Dans les limites du possible, la mer. Mais déjà, par
de désir de houle et d’air, comme un mieux, une respiration
un peu plus large.
Engluée dans l’été, une ville de province,
qu’importe son nom, loin dans les terres immobiles. Et la mer,
là-haut, vaste, plein nord, attend.
Un bocal de sable gris : rien d’autre pour
retrouver son chemin.
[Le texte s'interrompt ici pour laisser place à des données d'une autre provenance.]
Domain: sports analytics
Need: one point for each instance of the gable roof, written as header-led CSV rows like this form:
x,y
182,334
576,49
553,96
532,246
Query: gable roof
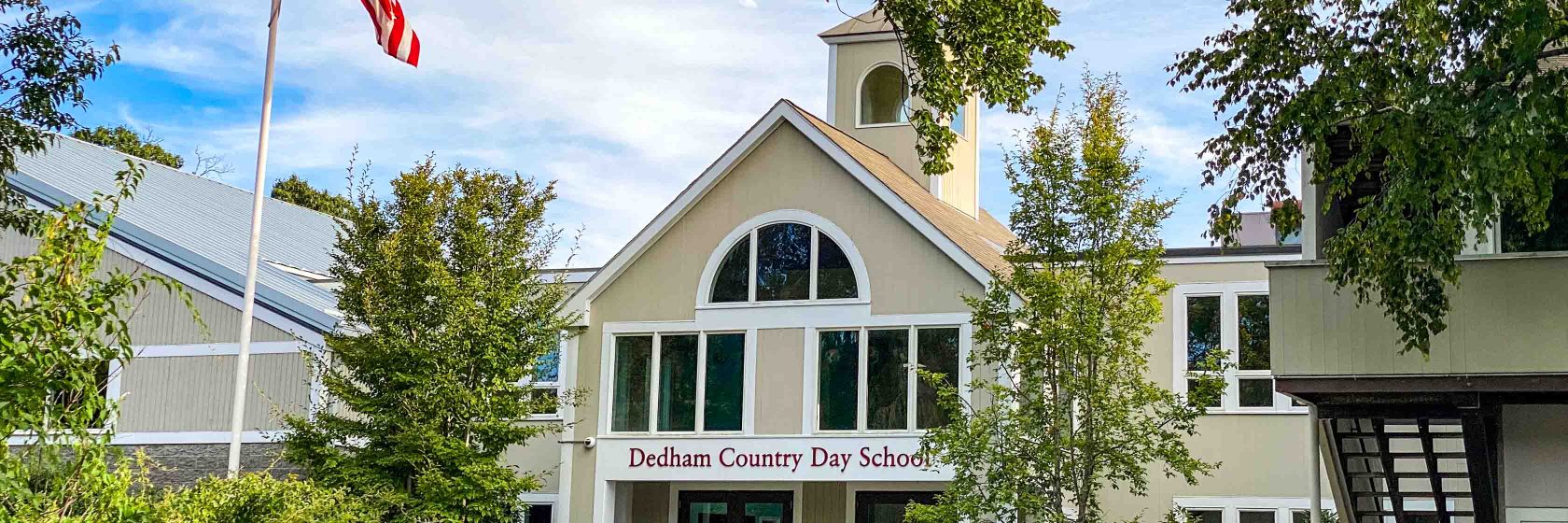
x,y
975,246
971,234
196,223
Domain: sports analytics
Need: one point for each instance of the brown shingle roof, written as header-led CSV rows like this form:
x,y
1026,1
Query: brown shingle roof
x,y
866,22
982,239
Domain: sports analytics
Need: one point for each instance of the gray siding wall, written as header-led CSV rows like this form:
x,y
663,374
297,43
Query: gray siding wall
x,y
196,393
1507,318
161,319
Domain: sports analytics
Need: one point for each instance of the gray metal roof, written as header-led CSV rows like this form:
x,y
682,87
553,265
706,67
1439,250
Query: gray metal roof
x,y
196,223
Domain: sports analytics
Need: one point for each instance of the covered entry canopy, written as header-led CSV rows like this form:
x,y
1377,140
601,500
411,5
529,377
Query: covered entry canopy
x,y
1415,449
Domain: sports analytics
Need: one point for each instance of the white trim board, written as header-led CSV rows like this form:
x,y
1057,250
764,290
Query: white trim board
x,y
781,113
220,349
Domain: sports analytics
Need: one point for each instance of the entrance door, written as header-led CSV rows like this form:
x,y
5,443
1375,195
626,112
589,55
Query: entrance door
x,y
737,506
887,506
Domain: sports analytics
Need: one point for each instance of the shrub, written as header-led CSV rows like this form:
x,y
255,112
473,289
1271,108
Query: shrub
x,y
262,498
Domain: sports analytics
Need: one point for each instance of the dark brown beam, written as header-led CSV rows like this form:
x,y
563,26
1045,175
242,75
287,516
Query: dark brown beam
x,y
1432,470
1482,465
1388,474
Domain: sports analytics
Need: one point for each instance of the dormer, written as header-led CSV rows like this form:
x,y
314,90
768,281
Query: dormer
x,y
869,99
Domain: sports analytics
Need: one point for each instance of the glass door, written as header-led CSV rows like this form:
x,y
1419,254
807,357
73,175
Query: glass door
x,y
887,506
735,506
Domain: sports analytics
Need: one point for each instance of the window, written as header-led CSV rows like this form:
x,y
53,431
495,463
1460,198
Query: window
x,y
1517,237
885,96
784,262
546,385
1224,330
700,382
1236,509
866,379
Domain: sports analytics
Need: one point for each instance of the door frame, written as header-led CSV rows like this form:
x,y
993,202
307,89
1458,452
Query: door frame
x,y
735,500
Le plus souvent, cela suffit : un bocal de
sable et quelques grains grossiers restés au bout des doigts
ou sur la table : on rassemble ces miettes en petit tas, et si la
mer ne vient pas sur la table, elle n’est pas loin, appelée
par le sable – peut-être dans le sable encore un mouvement
– il suffit de ne plus voir.
Antoine Emaz - C'est, Deyrolle éditeur,
page 37
Antoine Emaz -
extrait de OS
Peur
jusqu’à plus soif ou suée
comme de l’eau montant
dedans
eau de mémoire
de plus en plus haute
jusqu’à la bouche
fermée
simple trop-plein mais assez lourd pour peser en tête dé-
faire la vie on ne sait pas d’où peut venir ce plomb
brutal du ciel de crâne il est on est dessous c’est
tout rien de net n’a causé la peur mais elle reste
dans le corps la main qui attaque à la plume la page la main
qui n’éclaire pas
on pourrait peut-être gagner encore en arrangeant les mots
peut-être en prenant de bien plus loin les choses peut-être
mais peu d’écart pour l’heure l’urgent
reste ce vide bruissant qui monte
commeunroulisunmouvementenroulé demots comme une vague de
langue ourlée puis son déferlement qui claque alors
là oui la peur de voir venir tout autant que le muet le rien
le blanc pur de l’écume ou mousse de mots comme produit
vaisselle autant impossible à former poème alors rien
que la peur de ne pas pouvoir se sortir entier des mots et de ce
qui les a fait surgir ça oui comme s’il n’y avait
pas de maîtrise face à cette force lâchée
poète ou pas habitué ou non à voir craquer
ces digues de langue et savoir ou pas les colmater c’est à
peu près ça comme un déluge sans sens dans
lequel on est pris et se noie dans un fracas de syllabes que l’on
ne guide plus mais il tourne un fouillis d’images en vrac
une lame de fond de tête un tourbillon de vase où se
mêlent clair et sombre réussites et ratages des années
le tout d’une vie brassée d’un coup laissant
à nu l’os dessous quand ça cesse et qu’on
reste muet comme épuisé de rien mais là encore
après à respirer
Antoine Emaz, Os, Tarabuste, 2004
Antoine Emaz -
extraits de Ras
si on pouvait là dans les mots
changer
ce qui est à voir
non
changer non c'est toujours devant
les mots
alors l'oeil
si on pouvait bouger l'oeil
non
de longs visages gris continuent
de revenir et de passer
très lents
si on tentait de se replier
sans mots
il n'y aurait peut-être plus
rien
...............................................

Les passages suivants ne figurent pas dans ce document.